2 Open-Source Skills Projects: Obsidian Skills & Agent-Skills-for-Context-Engineering

Obsidian Skills: Open-Source AI Guide for Obsidian Notes

Many readers who follow our content are likely already using Obsidian—a knowledge management and note-taking software based on local Markdown files.

Obsidian-skills is an open-source project personally launched by Steph Ango, CEO of Obsidian. It is specifically designed to teach Claude Code how to correctly understand, write, and manage Obsidian note files.

In less than a week, the project has already garnered 5K stars on GitHub.

《2 Open-Source Skills Projects: Obsidian Skills & Agent-Skills-for-Context-Engineering》

Numerous users leverage Claude Code to directly interact with their local Obsidian vaults. However, general-purpose AI lacks a full understanding of Obsidian-specific syntax, such as bidirectional link formatting, Canvas JSON structures, and more. This project equips AI with specialized Obsidian expertise.

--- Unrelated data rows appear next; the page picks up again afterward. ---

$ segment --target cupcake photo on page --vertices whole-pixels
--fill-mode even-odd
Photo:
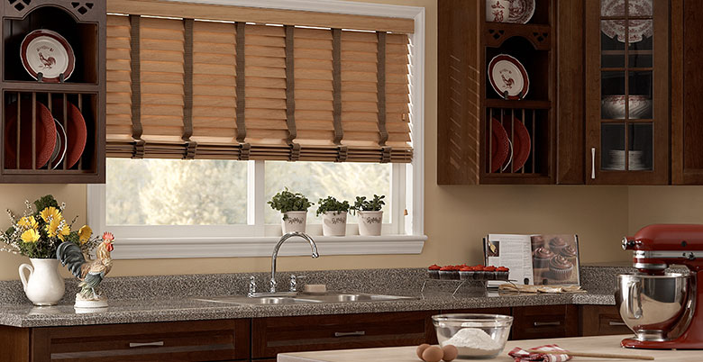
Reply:
[[[579,238],[576,235],[535,235],[532,258],[535,285],[579,285]]]

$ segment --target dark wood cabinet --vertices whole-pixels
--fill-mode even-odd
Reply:
[[[585,2],[586,183],[667,185],[670,4],[618,4]]]
[[[431,312],[310,315],[254,319],[251,357],[309,350],[412,346],[425,343],[434,328]]]
[[[3,3],[0,183],[105,182],[105,68],[110,66],[105,64],[105,2]],[[41,72],[35,79],[25,70],[21,45],[38,30],[59,34],[54,36],[65,39],[75,55],[74,70],[65,79],[42,77]],[[32,50],[43,56],[41,46]],[[47,74],[51,66],[69,63],[60,53],[56,50],[58,60],[47,55]]]
[[[703,185],[703,2],[671,0],[671,183]]]
[[[579,310],[576,305],[513,308],[513,339],[577,337]]]
[[[632,333],[620,317],[617,307],[614,305],[583,305],[580,314],[581,336]]]
[[[484,1],[438,2],[438,184],[554,182],[555,3],[537,0],[518,24],[487,22]],[[503,55],[527,73],[519,99],[488,86],[488,64]]]
[[[110,324],[28,329],[30,353],[3,361],[247,360],[250,320]],[[2,335],[3,332],[0,332]],[[16,337],[21,338],[17,335]]]
[[[274,362],[278,353],[436,344],[435,314],[513,315],[511,339],[627,334],[608,305],[473,308],[362,314],[111,324],[0,326],[5,361]]]

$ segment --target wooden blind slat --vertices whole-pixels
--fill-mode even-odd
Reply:
[[[110,0],[107,2],[107,12],[225,22],[285,23],[299,26],[384,31],[406,34],[415,31],[415,21],[412,19],[263,9],[214,4],[174,3],[163,0]]]

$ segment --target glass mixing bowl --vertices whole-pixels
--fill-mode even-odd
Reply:
[[[432,321],[440,345],[453,345],[462,358],[498,356],[513,325],[513,317],[500,314],[439,314]]]

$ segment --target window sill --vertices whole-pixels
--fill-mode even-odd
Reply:
[[[114,259],[181,258],[270,257],[279,237],[230,238],[120,238],[112,252]],[[315,236],[320,256],[420,254],[425,235]],[[310,246],[291,239],[281,256],[309,256]]]

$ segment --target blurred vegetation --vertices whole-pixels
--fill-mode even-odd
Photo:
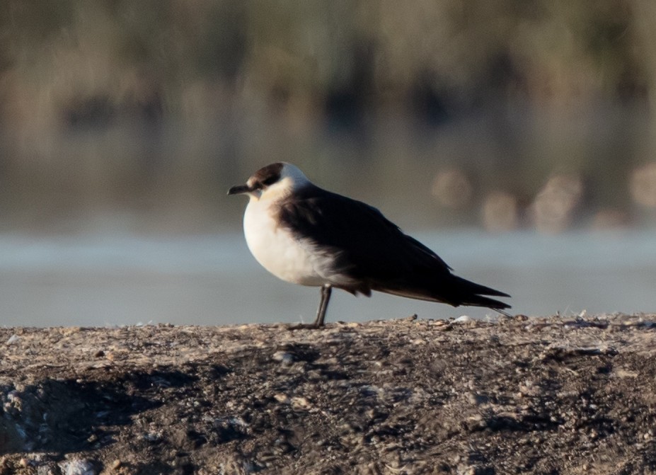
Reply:
[[[0,225],[188,229],[277,160],[438,223],[641,222],[655,98],[652,0],[4,0]]]

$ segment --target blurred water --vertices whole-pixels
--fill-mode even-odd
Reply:
[[[545,236],[522,231],[410,233],[466,278],[511,294],[513,311],[656,311],[653,230]],[[5,326],[309,322],[317,289],[279,281],[241,234],[0,235]],[[483,309],[333,292],[328,320],[493,315]]]

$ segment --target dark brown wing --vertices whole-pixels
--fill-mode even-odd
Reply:
[[[507,294],[454,275],[435,252],[405,234],[376,208],[308,185],[282,203],[282,226],[319,252],[335,257],[335,270],[378,290],[451,305],[509,306],[482,295]],[[353,289],[347,289],[353,291]]]

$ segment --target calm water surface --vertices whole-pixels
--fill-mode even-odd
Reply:
[[[462,277],[512,295],[529,315],[656,311],[654,230],[499,236],[410,233]],[[260,267],[241,234],[0,236],[0,319],[11,326],[312,321],[318,289]],[[333,294],[328,321],[495,314],[381,294]]]

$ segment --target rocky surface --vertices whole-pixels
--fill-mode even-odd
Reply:
[[[0,474],[652,474],[654,315],[0,330]]]

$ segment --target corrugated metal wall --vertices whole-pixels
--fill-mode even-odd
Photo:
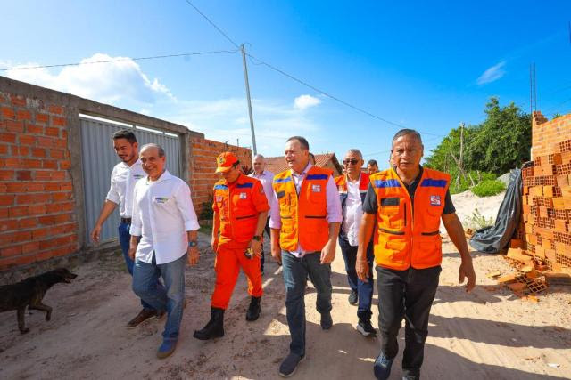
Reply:
[[[119,163],[119,158],[112,147],[112,135],[121,129],[130,129],[126,125],[109,123],[95,118],[80,116],[81,150],[83,158],[83,180],[86,208],[86,241],[92,244],[89,232],[95,225],[99,212],[105,200],[111,183],[111,172]],[[161,145],[167,156],[167,169],[173,175],[180,176],[179,139],[172,133],[164,134],[140,129],[133,129],[139,146],[153,142]],[[119,207],[109,216],[101,231],[101,242],[117,238],[120,223]]]

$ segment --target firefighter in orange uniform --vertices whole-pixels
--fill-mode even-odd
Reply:
[[[240,161],[231,152],[216,158],[220,179],[214,185],[212,248],[216,252],[216,287],[211,303],[211,319],[194,336],[208,340],[224,336],[224,311],[228,306],[240,267],[248,278],[248,293],[252,296],[246,320],[260,316],[261,272],[260,256],[261,234],[266,225],[269,206],[260,181],[244,175]]]
[[[460,282],[468,279],[467,291],[476,283],[464,229],[448,190],[450,175],[422,167],[423,151],[417,131],[399,131],[393,138],[393,167],[370,175],[363,202],[356,271],[361,280],[368,280],[365,243],[374,233],[381,334],[381,351],[373,366],[377,379],[389,378],[403,319],[402,377],[420,377],[428,317],[441,271],[441,219],[460,254]]]

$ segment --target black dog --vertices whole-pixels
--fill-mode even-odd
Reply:
[[[12,285],[0,287],[0,312],[11,310],[18,311],[18,328],[21,334],[29,331],[26,328],[24,311],[41,310],[46,311],[46,320],[52,318],[52,308],[42,303],[46,292],[58,282],[70,283],[78,277],[65,268],[46,271],[39,276],[30,277]]]

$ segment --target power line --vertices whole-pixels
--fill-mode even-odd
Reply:
[[[186,0],[186,2],[188,4],[188,5],[192,6],[193,8],[194,8],[194,11],[196,11],[201,16],[203,16],[204,18],[204,20],[206,20],[212,27],[214,27],[216,28],[216,30],[218,30],[222,36],[224,36],[226,37],[226,39],[230,41],[230,44],[232,44],[234,45],[234,47],[236,47],[236,49],[239,48],[238,44],[236,43],[235,43],[234,40],[232,40],[232,38],[230,38],[228,36],[228,35],[224,33],[224,31],[221,28],[219,28],[218,26],[216,26],[216,24],[214,22],[212,22],[211,20],[211,19],[209,19],[204,13],[203,13],[200,11],[200,9],[196,8],[196,6],[194,6],[194,4],[190,2],[190,0]]]
[[[379,116],[377,116],[377,115],[375,115],[375,114],[372,114],[372,113],[368,112],[368,110],[365,110],[365,109],[361,109],[361,108],[359,108],[359,107],[357,107],[357,106],[354,106],[354,105],[352,105],[352,104],[351,104],[351,103],[349,103],[349,102],[347,102],[347,101],[343,101],[343,100],[342,100],[342,99],[339,99],[339,98],[338,98],[338,97],[336,97],[336,96],[334,96],[334,95],[332,95],[332,94],[330,94],[330,93],[326,93],[325,91],[320,90],[320,89],[317,88],[316,86],[314,86],[314,85],[310,85],[309,83],[307,83],[307,82],[305,82],[305,81],[303,81],[303,80],[302,80],[302,79],[299,79],[299,78],[297,78],[297,77],[294,77],[293,75],[288,74],[288,73],[286,73],[286,71],[284,71],[284,70],[282,70],[282,69],[277,69],[277,67],[275,67],[275,66],[273,66],[273,65],[271,65],[271,64],[269,64],[269,63],[268,63],[268,62],[265,62],[265,61],[261,61],[261,59],[259,59],[259,58],[254,57],[253,55],[252,55],[252,54],[250,54],[250,53],[246,53],[246,54],[247,54],[249,57],[251,57],[251,58],[252,58],[252,59],[254,59],[254,60],[258,61],[260,62],[260,63],[257,63],[258,65],[264,65],[264,66],[266,66],[266,67],[268,67],[268,68],[269,68],[269,69],[273,69],[273,70],[275,70],[275,71],[278,72],[279,74],[281,74],[281,75],[283,75],[283,76],[285,76],[285,77],[288,77],[288,78],[290,78],[290,79],[292,79],[292,80],[294,80],[294,81],[295,81],[295,82],[297,82],[297,83],[299,83],[299,84],[301,84],[301,85],[305,85],[306,87],[309,87],[309,88],[310,88],[311,90],[313,90],[313,91],[315,91],[315,92],[317,92],[317,93],[321,93],[322,95],[327,96],[327,98],[333,99],[334,101],[338,101],[338,102],[340,102],[341,104],[343,104],[344,106],[347,106],[347,107],[349,107],[349,108],[351,108],[351,109],[355,109],[355,110],[357,110],[357,111],[359,111],[359,112],[360,112],[360,113],[363,113],[363,114],[365,114],[365,115],[368,115],[368,116],[369,116],[369,117],[374,117],[374,118],[376,118],[376,119],[377,119],[377,120],[381,120],[381,121],[383,121],[383,122],[385,122],[385,123],[386,123],[386,124],[390,124],[390,125],[392,125],[398,126],[398,127],[400,127],[400,128],[408,128],[406,125],[402,125],[401,124],[395,123],[395,122],[391,121],[391,120],[387,120],[387,119],[385,119],[385,118],[384,118],[384,117],[379,117]],[[427,132],[423,132],[423,134],[429,134],[429,135],[432,135],[432,136],[438,136],[438,137],[443,137],[443,136],[444,136],[443,134],[435,134],[435,133],[427,133]]]
[[[104,60],[104,61],[82,61],[82,62],[74,62],[74,63],[60,63],[55,65],[40,65],[40,66],[21,66],[21,67],[13,67],[7,69],[0,69],[0,71],[10,71],[10,70],[23,70],[23,69],[48,69],[48,68],[62,68],[66,66],[81,66],[81,65],[91,65],[95,63],[111,63],[111,62],[120,62],[124,61],[143,61],[143,60],[157,60],[162,58],[174,58],[174,57],[188,57],[192,55],[203,55],[203,54],[219,54],[225,53],[236,53],[237,50],[216,50],[211,52],[197,52],[197,53],[184,53],[181,54],[168,54],[168,55],[153,55],[150,57],[137,57],[137,58],[118,58],[113,60]]]

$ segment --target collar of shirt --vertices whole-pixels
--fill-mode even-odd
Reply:
[[[228,187],[233,188],[236,185],[244,183],[244,179],[245,179],[245,175],[244,175],[242,174],[242,172],[240,172],[240,175],[238,175],[238,178],[236,178],[235,182],[228,182],[228,181],[224,180],[224,182],[222,183],[227,185]]]
[[[307,174],[307,172],[310,171],[311,166],[313,166],[313,165],[311,165],[310,162],[308,162],[307,163],[307,166],[305,166],[305,169],[303,169],[303,171],[302,173],[300,173],[299,174],[297,173],[295,173],[294,171],[294,169],[289,169],[289,171],[290,171],[290,173],[292,174],[293,176],[298,177],[298,178],[303,178]]]
[[[147,184],[151,184],[151,183],[161,183],[165,181],[169,181],[170,178],[172,177],[172,174],[170,173],[169,173],[169,171],[167,169],[164,169],[164,172],[162,172],[162,174],[161,174],[161,176],[159,177],[159,179],[157,181],[149,181],[149,176],[146,176],[146,183]]]

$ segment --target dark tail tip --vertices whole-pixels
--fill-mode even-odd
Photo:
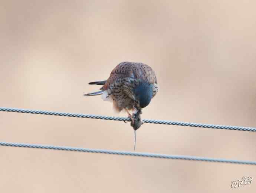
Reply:
[[[97,85],[104,85],[106,80],[103,81],[97,81],[96,82],[91,82],[89,83],[89,84],[97,84]]]

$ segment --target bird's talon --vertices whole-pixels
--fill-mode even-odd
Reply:
[[[131,119],[131,125],[132,126],[133,126],[134,125],[134,119],[133,118],[133,116],[132,115],[129,115],[128,117]]]

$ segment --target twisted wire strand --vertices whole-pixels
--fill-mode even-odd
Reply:
[[[213,162],[230,163],[238,164],[256,165],[256,162],[251,161],[244,161],[239,160],[230,160],[200,157],[187,156],[172,155],[166,154],[150,153],[147,153],[132,152],[124,152],[105,150],[103,149],[91,149],[88,148],[80,148],[72,147],[65,147],[46,145],[41,144],[30,144],[17,143],[7,143],[0,142],[0,145],[9,147],[27,147],[29,148],[36,148],[40,149],[61,150],[63,151],[70,151],[96,153],[104,153],[122,156],[129,156],[142,157],[152,157],[155,158],[162,158],[164,159],[172,159],[177,160],[188,160],[193,161],[201,161],[203,162]]]
[[[103,116],[95,115],[93,114],[86,114],[70,113],[60,113],[58,112],[53,112],[39,110],[33,110],[31,109],[17,109],[14,108],[0,107],[0,111],[13,112],[16,113],[32,113],[34,114],[45,114],[48,115],[55,115],[57,116],[63,116],[65,117],[73,117],[87,118],[98,119],[104,119],[105,120],[112,120],[114,121],[122,121],[127,122],[131,121],[131,119],[129,118],[122,117],[120,117]],[[190,123],[188,122],[174,122],[161,120],[154,120],[151,119],[143,119],[142,121],[143,123],[154,123],[179,126],[186,126],[187,127],[201,127],[203,128],[217,129],[228,129],[230,130],[236,130],[239,131],[256,132],[256,128],[253,127],[238,127],[236,126],[230,126],[216,124],[203,124],[201,123]]]

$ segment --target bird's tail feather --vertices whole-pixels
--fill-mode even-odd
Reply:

It includes a set of skills that, when integrated with Claude Code, enable the AI to master Obsidian-related operations:

Mastery of Obsidian Markdown Syntax

Covers syntax for bidirectional links, embeds, callouts, frontmatter, and other Obsidian-specific formatting—all clearly documented in the skill files.

Canvas Creation Capabilities

Obsidian Canvas is essentially a complex JSON file; this skill teaches AI to properly structure and generate Canvas content.

Obsidian Bases Support

Tailored for Obsidian’s database/table functionality, it instructs AI on writing filters, formulas, aggregations, and function calls—preventing the AI from inventing non-existent functions.

Open-Source Link: https://github.com/kepano/obsidian-skills

Context Engineering Skills Library

After the rise of Manus, attention has gradually shifted from prompt engineering to context engineering. The core focus of the open-source project “Agent-Skills-for-Context-Engineering” lies in this very domain: how to scientifically manage large language models’ (LLMs) context windows to maximize Agent performance.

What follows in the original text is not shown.